More than ever before, schools are training children to do little other than follow directions, conform to standards, and memorize facts they can now look up anytime. Meanwhile, the phenomena of helicopter parenting, packing resumes for college, and mountains of homework mean that children have less time than ever before in history to play and explore, resulting in record high levels of anxiety and depression for kids.
To be successful in the 21st century, our children will need to be independent, creative, and able to learn new things all the time. What if instead of piloting them, we allowed children to make choices and learn from their mistakes? What if we allowed them to follow their own passions? What if increasing independence is the way nature intended children to grow up?

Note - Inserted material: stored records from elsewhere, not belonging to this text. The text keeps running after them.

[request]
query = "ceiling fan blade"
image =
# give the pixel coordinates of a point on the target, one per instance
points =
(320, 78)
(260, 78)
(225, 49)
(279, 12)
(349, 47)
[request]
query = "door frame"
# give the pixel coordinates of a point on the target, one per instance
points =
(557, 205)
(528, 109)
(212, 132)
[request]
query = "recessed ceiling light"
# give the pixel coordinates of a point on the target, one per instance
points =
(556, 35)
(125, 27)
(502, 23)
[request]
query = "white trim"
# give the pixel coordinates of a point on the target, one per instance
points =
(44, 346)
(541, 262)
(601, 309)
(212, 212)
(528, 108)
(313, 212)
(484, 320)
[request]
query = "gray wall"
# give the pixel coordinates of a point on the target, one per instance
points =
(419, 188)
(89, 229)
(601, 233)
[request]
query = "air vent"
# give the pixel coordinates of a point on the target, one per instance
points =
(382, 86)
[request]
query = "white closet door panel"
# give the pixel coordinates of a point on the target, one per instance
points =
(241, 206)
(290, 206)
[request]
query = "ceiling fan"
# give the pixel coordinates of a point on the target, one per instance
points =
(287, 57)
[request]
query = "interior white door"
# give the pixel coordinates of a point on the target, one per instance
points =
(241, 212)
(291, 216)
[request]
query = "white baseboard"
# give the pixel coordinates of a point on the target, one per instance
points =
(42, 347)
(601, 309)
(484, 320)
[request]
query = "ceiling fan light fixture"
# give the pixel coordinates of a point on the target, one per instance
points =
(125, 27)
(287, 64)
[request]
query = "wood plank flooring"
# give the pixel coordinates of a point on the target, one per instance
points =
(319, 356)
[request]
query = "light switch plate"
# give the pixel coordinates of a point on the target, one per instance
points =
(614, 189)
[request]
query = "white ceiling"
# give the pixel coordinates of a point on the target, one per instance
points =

Empowered Kids, Liberated Parents draws on contemporary research as well as the experiences of self-directed schools, like the one the authors founded in 2015, to persuade parents to grant their children more freedom. Along the way, it tackles many of the most important issues of our time, including safety, screen time, mental health, literacy and math, and character education.
About the Authors
Cassi Clausen is a mother of three with a Master's of Education from University of Missouri St. Louis and a Master's of Arts from University of London, Goldsmith's College. She taught at a private college prep high school for 3 years, and tutored in Spanish and English for about 8 years. Her introduction to the Summerhill school, the oldest democratic school in the world, in a college course led her to begin questioning conventional education. This culminated in her founding The Open School in Orange County, California.
Aaron joined The Open School's staff in its second year, bringing a Bachelor's degree in engineering physics and a professional background in software development. Having grown up in conventional schooling, Aaron came around to Self-Directed Education by reading almost every book on the subject, chronicling his process of discovery in his writing.